2. Whether the instant appeal is lawful

A. According to the records, on August 9, 201, in which the appeal of this case is pending in the trial, the prisoner released the appellant and released him from the confinement, and the guardian again hospitalized the appellant at the ○○ Hospital located in the Yeongdeungpo-gu Revised-dong (number omitted) at the time of permitting the appellant on the same day. Thus, even though the prisoner of the appeal of this case had rescinded the acceptance of the appellant, the appeal of this case seeking the cancellation of confinement against the prisoner is still lawful, and therefore, what is the object of the adjudication of the appeal.

B. The purpose of the Personal Protection Act is to protect the fundamental rights of the people guaranteed by the Constitution by preparing procedures for personal relief which unfairly restrict the freedom of human beings due to illegal administrative dispositions or expropriation of facilities by private persons (Article 1 of the Personal Protection Act). Moreover, the same does not apply to cases where the confinement after the request for remedy is cancelled or the prisoner is changed (Article 6(1) of the same Act). If the court has cancelled the confinement after accepting the petition for remedy, it shall not re-hospitalize the petitioner for remedy on the same ground as the premise for the claim for remedy (Article 16 of the same Act).
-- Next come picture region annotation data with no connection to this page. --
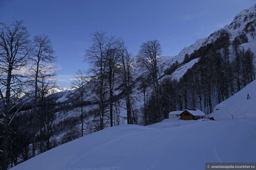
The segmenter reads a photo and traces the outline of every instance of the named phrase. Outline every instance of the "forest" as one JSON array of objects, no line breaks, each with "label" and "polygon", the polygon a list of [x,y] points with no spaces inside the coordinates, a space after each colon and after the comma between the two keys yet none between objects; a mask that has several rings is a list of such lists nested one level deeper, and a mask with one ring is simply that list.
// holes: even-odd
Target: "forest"
[{"label": "forest", "polygon": [[[31,37],[22,21],[1,23],[0,166],[7,169],[109,127],[161,122],[170,111],[197,108],[210,114],[213,102],[220,103],[255,79],[255,54],[240,45],[248,42],[247,35],[255,36],[250,23],[235,37],[225,29],[215,33],[216,40],[163,72],[158,40],[142,42],[134,55],[122,38],[97,31],[85,47],[83,61],[89,69],[78,69],[68,98],[60,101],[53,92],[59,87],[50,38]],[[198,58],[182,78],[173,78],[176,70]],[[74,116],[58,118],[71,111]]]}]

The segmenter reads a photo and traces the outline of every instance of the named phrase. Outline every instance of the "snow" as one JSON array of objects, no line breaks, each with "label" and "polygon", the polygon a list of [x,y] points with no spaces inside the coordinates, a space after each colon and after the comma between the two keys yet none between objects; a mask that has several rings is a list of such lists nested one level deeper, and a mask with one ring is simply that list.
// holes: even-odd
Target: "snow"
[{"label": "snow", "polygon": [[[226,100],[215,106],[211,114],[216,120],[244,118],[256,117],[256,80],[254,80]],[[251,98],[247,100],[248,94]],[[236,116],[235,116],[236,115]]]},{"label": "snow", "polygon": [[256,161],[256,118],[202,120],[108,128],[11,169],[197,170],[204,169],[205,162]]},{"label": "snow", "polygon": [[[243,21],[250,11],[255,12],[254,6],[237,15],[234,21],[240,21],[240,28],[234,29],[234,23],[224,27],[231,34],[232,39],[250,22]],[[162,57],[164,64],[162,70],[176,60],[182,62],[185,54],[191,54],[215,40],[218,36],[216,31],[208,37],[197,40],[177,56]],[[256,38],[248,37],[249,42],[241,46],[245,50],[250,47],[256,54]],[[199,59],[182,66],[172,76],[179,79]],[[63,92],[60,94],[61,97],[59,101],[63,101],[66,100],[68,91],[74,89],[56,89],[52,93]],[[204,169],[205,163],[207,162],[255,162],[255,81],[216,105],[210,115],[216,121],[176,118],[146,126],[115,126],[65,144],[11,169],[193,170]],[[247,99],[248,93],[250,100]],[[139,104],[137,106],[138,108]]]},{"label": "snow", "polygon": [[182,112],[183,112],[183,111],[173,111],[172,112],[171,112],[169,113],[169,115],[179,115],[180,113],[181,113]]},{"label": "snow", "polygon": [[172,74],[172,77],[178,80],[179,80],[179,79],[182,77],[187,72],[187,70],[191,68],[195,63],[198,61],[199,59],[200,59],[200,58],[198,58],[193,59],[176,70]]},{"label": "snow", "polygon": [[[203,116],[205,115],[205,114],[202,112],[201,110],[200,110],[197,109],[195,109],[195,110],[186,109],[185,110],[188,111],[194,116]],[[181,114],[181,113],[179,114],[179,115]]]}]

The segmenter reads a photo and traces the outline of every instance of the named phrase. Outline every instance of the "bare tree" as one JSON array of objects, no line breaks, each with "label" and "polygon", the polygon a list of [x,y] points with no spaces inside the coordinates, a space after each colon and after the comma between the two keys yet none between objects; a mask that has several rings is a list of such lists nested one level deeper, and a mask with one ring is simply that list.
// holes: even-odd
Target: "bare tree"
[{"label": "bare tree", "polygon": [[105,54],[107,39],[105,36],[106,32],[102,30],[96,31],[92,34],[92,45],[86,50],[84,62],[87,62],[91,67],[89,72],[92,76],[92,82],[97,84],[99,97],[96,98],[99,101],[99,109],[100,121],[100,129],[104,127],[104,110],[103,99],[105,93],[104,79],[105,76],[107,60]]},{"label": "bare tree", "polygon": [[138,60],[142,68],[148,71],[153,80],[157,103],[157,111],[159,121],[162,121],[162,114],[160,102],[160,85],[158,82],[159,61],[162,50],[161,45],[158,40],[148,40],[140,46]]},{"label": "bare tree", "polygon": [[54,110],[55,106],[54,103],[56,99],[52,95],[51,95],[51,90],[56,87],[56,77],[54,71],[55,70],[51,69],[48,71],[51,73],[50,76],[47,72],[40,72],[38,74],[37,88],[39,100],[37,102],[39,106],[38,111],[39,113],[36,114],[40,122],[41,153],[44,150],[48,150],[51,148],[50,139],[54,132],[52,128],[56,118]]},{"label": "bare tree", "polygon": [[[10,25],[1,23],[0,30],[0,100],[4,104],[1,110],[3,118],[4,136],[1,152],[2,169],[7,169],[9,162],[8,129],[15,115],[13,109],[17,104],[11,105],[11,98],[22,92],[24,77],[24,67],[31,51],[29,34],[22,21],[16,21]],[[12,118],[11,119],[10,118]]]},{"label": "bare tree", "polygon": [[[45,78],[50,77],[51,73],[46,73],[47,70],[53,69],[54,66],[53,65],[56,60],[56,57],[54,55],[55,52],[51,44],[51,40],[49,37],[44,34],[38,35],[34,36],[33,39],[34,49],[32,51],[32,55],[31,58],[32,62],[32,66],[31,70],[32,71],[33,82],[32,84],[34,84],[34,118],[33,121],[33,137],[32,145],[32,156],[35,155],[35,139],[36,134],[36,115],[37,114],[37,84],[39,75],[42,75]],[[42,150],[41,141],[40,145],[41,153]]]},{"label": "bare tree", "polygon": [[125,96],[126,111],[127,114],[127,123],[133,124],[132,116],[132,108],[130,100],[130,81],[131,78],[131,72],[133,59],[131,53],[128,52],[125,45],[124,41],[122,38],[118,40],[117,55],[121,60],[120,73],[121,78],[119,81],[123,84],[123,86]]},{"label": "bare tree", "polygon": [[85,70],[78,69],[76,72],[75,78],[72,82],[72,84],[77,87],[74,92],[72,94],[73,96],[78,103],[81,107],[80,117],[82,125],[82,136],[84,136],[84,104],[85,101],[86,95],[86,84],[87,82],[86,72]]},{"label": "bare tree", "polygon": [[117,66],[119,64],[119,58],[117,55],[117,42],[114,37],[110,37],[107,39],[106,50],[106,71],[108,82],[109,101],[109,114],[110,126],[113,126],[113,91],[116,81],[115,76]]}]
In light of the contents and purport of each of the above provisions, even if the petition for remedy and the appeal have been dismissed by the prisoner during the process of filing the petition for remedy, if the petitioner for remedy or the appellant has already been expropriated in a separate confinement facility for the same reason as the ground for filing the petition for remedy with the court or the possibility of being expropriated for the same reason in the future, the court shall determine the purport of lawful confirmation as to the commencement or rejection of the petition.

3. Appropriateness of the grounds for appeal; and

Therefore, according to the results of the examination, records, and the examination of the court on February 2, 2010 as to whether the confinement of the appellant against the appellant was illegally initiated or lawfully expropriated, the prisoner started the confinement of the appellant under the confirmation of his/her guardian, based on the diagnosis and evaluation results of other hospital's appellant, interview records on his/her family, including his/her guardian, interview records on family members including his/her guardian, and the result of the examination of brain functions, etc. on February 2, 2010.

4. Conclusion

Therefore, the appeal of this case is dismissed as it is without merit. It is so decided as per Disposition.